General Electric FCF

$2.4 billion

($1.2 billion)

$2.8 billion

$4.6 billion

Honeywell Price to FCF

24.2 times

33.8 times

27.4 times

24.4 times

General Electric Price to FCF

42.6 times

N/A

36.6 times

22.3 times

Data source: marketscreener.com, author's analysis using current market cap through 2022.

The case for General Electric

Unfortunately, investing isn't that easy. There are the numbers and then there's believing in the numbers. As such, investors should never slavishly follow the Wall Street consensus and always consider the downside risk to the numbers. Investors should also consider the upside risk.

The case for buying General Electric is based on the idea that the commercial aviation markets will recover, leading to an improvement in engine sales and spares sales, while military aviation sales will provide some support. Meanwhile, investors are hoping the power and renewable energy margin will be improved in line with GE's peers. Ongoing growth in healthcare is expected to provide earnings and FCF support during the recovery period.

General Electric Industrial Segment

First Nine Months 2020

First Nine Months 2019

Change

Power

($19 million)

($84 million)

(122.6%)

Renewable Energy

($493 million)

($469 million)

5.1%

Aviation

$681 million

$4,764 million

(85.7%)

Healthcare

$2,212 million

$2,714 million

(18.5%)

Data source: General Electric.

The downside risk is that commercial aviation doesn't recover as estimated, and there's no guarantee that internal execution with power and renewable segments will generate margin improvements as planned.
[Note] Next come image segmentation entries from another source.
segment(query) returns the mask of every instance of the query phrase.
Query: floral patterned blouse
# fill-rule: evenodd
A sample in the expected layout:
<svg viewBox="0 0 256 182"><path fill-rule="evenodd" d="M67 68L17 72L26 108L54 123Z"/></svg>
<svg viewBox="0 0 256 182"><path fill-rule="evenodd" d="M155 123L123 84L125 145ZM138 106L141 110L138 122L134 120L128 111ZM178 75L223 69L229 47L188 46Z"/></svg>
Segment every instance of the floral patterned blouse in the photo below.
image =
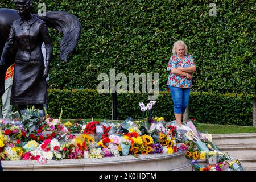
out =
<svg viewBox="0 0 256 182"><path fill-rule="evenodd" d="M176 55L173 55L169 60L167 64L167 71L170 71L172 68L177 68L178 67L183 68L191 67L195 65L193 56L189 55L185 55L185 59L183 61L179 59ZM180 88L191 88L192 80L189 80L184 76L179 76L170 72L168 77L167 85Z"/></svg>

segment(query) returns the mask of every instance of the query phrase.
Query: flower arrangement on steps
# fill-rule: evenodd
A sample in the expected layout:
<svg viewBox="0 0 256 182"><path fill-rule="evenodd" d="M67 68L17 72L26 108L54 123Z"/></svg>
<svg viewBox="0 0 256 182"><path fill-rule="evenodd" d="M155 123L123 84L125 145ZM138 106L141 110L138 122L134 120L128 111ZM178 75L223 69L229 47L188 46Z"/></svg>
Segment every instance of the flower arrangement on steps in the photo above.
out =
<svg viewBox="0 0 256 182"><path fill-rule="evenodd" d="M142 109L143 103L139 106L144 112L152 109L155 103L151 101L145 110ZM129 118L122 123L85 123L82 119L63 123L61 116L42 118L37 110L32 111L23 112L22 119L0 120L1 160L36 160L43 164L47 160L171 155L186 151L185 156L191 160L194 170L243 170L237 159L219 151L211 139L205 137L207 135L196 131L191 121L177 129L175 121L150 118L147 114L143 119ZM205 160L207 165L198 164L199 159Z"/></svg>

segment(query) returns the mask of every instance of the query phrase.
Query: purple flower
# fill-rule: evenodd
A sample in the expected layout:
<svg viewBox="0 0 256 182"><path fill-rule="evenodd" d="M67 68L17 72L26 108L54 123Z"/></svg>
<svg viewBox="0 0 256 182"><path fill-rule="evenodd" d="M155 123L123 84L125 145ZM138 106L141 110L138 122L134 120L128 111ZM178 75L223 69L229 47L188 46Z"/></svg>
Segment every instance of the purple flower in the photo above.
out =
<svg viewBox="0 0 256 182"><path fill-rule="evenodd" d="M150 119L148 119L148 122L150 124L152 124L152 123L154 123L155 122L155 121L153 119L150 118Z"/></svg>

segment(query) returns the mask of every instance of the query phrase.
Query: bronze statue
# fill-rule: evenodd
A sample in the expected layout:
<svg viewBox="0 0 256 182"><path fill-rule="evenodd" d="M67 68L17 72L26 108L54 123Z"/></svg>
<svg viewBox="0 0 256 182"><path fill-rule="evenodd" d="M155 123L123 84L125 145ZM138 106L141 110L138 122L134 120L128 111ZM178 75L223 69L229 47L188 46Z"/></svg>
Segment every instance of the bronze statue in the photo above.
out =
<svg viewBox="0 0 256 182"><path fill-rule="evenodd" d="M43 104L47 101L46 77L52 57L52 46L47 26L56 28L64 34L61 43L61 58L66 61L77 44L81 25L75 16L63 11L47 13L44 17L32 14L32 0L14 0L14 3L16 11L0 9L0 22L4 24L2 26L0 24L0 29L3 29L0 30L2 32L0 34L0 55L1 44L6 39L6 32L13 22L0 61L0 93L3 93L5 71L14 62L11 104L18 105L20 110L26 108L27 105L43 109ZM2 12L5 16L1 16ZM18 19L19 15L21 18ZM75 28L74 25L76 26ZM71 36L69 34L73 34ZM47 52L46 67L41 51L43 42Z"/></svg>

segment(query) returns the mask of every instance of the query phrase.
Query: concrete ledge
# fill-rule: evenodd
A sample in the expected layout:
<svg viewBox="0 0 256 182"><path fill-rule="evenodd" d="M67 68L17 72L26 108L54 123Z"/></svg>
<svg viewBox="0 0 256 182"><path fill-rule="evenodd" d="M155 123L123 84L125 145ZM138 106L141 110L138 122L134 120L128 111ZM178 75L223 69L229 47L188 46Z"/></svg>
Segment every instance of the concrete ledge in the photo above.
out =
<svg viewBox="0 0 256 182"><path fill-rule="evenodd" d="M185 151L168 154L139 154L102 159L47 160L40 164L34 160L2 161L5 171L192 171L192 163Z"/></svg>

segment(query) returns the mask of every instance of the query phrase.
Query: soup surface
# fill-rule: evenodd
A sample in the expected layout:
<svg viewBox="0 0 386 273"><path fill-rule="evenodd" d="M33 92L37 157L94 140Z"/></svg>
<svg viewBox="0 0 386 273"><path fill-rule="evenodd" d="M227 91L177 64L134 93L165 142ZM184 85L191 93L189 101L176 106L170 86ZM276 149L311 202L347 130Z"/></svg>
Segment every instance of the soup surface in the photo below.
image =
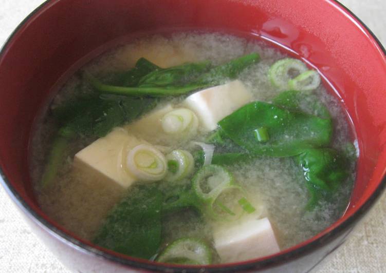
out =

The upside risk mainly lies in the ability of the management team to drive operational improvements as expected; an argument that explains why CEO Larry Culp is a key part of the case for buying the stock.

The case for Honeywell

Honeywell's earnings have held up much better than GE's during the pandemic, and it has a much more diversified stream of earnings to rely on in the future. In fact, some of its businesses are arguable beneficiaries of the pandemic. For example, its warehouse automation (largely for e-commerce logistics) and its personal protective equipment businesses in the safety and productivity solutions segment have done very well.

The aerospace segment's relative overexposure to business aviation -- a market faring much better than commercial aviation -- has helped Honeywell. Furthermore, good exposure to defense and space (around 15% of total company revenue in 2019 compared to 24% for commercial aviation) will also provide support.
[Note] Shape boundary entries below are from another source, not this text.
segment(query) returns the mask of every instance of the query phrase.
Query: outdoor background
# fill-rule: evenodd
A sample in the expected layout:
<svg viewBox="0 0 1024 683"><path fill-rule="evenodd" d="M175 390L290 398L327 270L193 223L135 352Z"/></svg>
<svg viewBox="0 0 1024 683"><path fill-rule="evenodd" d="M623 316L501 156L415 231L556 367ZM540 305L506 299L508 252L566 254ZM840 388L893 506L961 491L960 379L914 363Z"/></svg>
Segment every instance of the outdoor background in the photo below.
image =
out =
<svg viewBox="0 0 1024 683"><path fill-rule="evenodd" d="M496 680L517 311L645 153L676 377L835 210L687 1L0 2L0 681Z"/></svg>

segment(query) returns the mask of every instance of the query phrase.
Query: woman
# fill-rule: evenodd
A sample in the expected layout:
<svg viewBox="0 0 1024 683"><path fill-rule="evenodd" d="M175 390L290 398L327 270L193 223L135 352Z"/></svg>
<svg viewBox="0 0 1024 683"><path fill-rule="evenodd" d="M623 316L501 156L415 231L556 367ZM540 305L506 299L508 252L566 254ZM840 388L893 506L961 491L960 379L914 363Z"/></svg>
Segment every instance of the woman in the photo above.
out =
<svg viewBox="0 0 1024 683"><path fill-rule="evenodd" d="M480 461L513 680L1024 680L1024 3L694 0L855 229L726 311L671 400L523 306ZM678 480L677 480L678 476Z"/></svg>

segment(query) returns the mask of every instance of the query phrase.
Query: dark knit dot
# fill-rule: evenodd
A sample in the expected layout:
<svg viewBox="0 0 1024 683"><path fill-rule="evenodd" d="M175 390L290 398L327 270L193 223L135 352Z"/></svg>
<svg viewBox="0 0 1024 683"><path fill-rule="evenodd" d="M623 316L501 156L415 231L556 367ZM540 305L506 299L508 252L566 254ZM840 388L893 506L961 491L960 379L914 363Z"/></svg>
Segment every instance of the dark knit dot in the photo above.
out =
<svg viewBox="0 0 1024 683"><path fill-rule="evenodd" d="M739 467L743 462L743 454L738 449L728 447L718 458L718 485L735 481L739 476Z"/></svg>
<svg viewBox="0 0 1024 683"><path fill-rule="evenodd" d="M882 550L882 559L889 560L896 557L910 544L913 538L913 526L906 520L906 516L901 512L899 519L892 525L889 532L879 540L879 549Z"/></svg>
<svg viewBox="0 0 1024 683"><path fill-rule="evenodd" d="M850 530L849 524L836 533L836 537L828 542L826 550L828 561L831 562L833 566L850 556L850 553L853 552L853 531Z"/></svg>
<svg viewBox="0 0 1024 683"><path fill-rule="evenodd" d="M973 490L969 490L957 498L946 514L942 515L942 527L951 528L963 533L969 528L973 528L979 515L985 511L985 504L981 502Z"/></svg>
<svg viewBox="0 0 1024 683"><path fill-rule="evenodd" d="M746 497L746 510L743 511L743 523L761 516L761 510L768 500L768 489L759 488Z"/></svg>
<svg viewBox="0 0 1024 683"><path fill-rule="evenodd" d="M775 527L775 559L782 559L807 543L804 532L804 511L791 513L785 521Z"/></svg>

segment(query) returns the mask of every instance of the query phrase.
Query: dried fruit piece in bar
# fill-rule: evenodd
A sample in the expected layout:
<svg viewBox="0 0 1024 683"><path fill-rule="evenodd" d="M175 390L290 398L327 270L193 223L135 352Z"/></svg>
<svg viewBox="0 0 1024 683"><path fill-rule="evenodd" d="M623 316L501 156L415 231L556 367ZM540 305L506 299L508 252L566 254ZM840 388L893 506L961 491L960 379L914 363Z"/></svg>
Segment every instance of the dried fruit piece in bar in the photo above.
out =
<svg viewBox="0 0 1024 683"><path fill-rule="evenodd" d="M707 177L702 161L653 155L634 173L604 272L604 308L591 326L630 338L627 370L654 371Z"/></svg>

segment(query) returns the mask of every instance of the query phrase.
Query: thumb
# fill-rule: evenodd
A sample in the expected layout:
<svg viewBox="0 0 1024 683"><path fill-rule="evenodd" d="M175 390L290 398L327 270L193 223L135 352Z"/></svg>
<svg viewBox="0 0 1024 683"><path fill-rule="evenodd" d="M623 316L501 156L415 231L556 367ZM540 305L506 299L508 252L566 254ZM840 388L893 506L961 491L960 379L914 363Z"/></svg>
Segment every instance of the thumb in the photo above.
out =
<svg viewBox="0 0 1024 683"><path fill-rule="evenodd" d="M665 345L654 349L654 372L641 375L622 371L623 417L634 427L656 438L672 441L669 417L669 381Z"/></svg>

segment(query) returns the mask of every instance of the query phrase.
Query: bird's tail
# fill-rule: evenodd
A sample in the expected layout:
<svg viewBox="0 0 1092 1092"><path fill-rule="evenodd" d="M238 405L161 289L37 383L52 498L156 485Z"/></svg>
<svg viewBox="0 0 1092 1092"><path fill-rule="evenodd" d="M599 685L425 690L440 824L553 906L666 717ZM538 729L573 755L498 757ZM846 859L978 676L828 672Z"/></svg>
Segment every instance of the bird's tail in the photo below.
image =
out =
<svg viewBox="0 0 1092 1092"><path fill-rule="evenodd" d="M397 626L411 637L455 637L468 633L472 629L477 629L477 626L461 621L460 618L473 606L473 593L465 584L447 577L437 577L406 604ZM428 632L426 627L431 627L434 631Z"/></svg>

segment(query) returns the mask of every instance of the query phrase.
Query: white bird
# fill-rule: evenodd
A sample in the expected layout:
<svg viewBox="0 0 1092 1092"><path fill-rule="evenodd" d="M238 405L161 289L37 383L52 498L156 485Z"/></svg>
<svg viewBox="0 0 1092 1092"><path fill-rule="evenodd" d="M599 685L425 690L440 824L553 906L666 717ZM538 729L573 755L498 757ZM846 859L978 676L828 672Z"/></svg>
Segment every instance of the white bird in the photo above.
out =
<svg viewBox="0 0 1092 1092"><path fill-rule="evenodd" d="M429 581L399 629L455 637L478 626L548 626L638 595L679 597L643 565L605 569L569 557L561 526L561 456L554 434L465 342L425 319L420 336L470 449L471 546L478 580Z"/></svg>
Honeywell International Segments

First Nine Months 2020

First Nine Months 2019

Change

Aerospace

$2,082 million

$2,653 million

(21.5%)

Honeywell building technologies

$794 million

$868 million

(8.5%)

Performance materials and technologies

$1,373 million

$1,790 million

(23.3%)

Safety and productivity solutions

$610 million

$598 million

2%

Data source: Honeywell International.

The major downside risk for Honeywell mainly comes from the headline risk of the economy and, to a lesser extent than GE, conditions in the commercial aerospace market. On a positive note, Honeywell building technologies (HBT) might be able to drive sales growth through selling technology aimed at creating healthier, cleaner buildings. In addition, if the price of oil continues its current rally, then Honeywell's process solutions and UOP (absorbents and catalysts for refining) are likely to have upside potential.

Jet planes flying.

Both companies are hoping for a recovery in air travel. Image source: Getty Images.

Better buy?

Frankly, you don't have to buy either stock -- there are plenty of other investing options out there. That said, if forced to choose I think GE is a slightly better buy right now.

Honeywell is the higher-quality company and if you had to buy and hold a company for the next five years you could argue that there's a higher degree of certainty that you will generate positive returns with Honeywell. However, Honeywell's upside potential is limited by its valuation, while GE still has some upside potential if its end markets and internal execution play out as expected.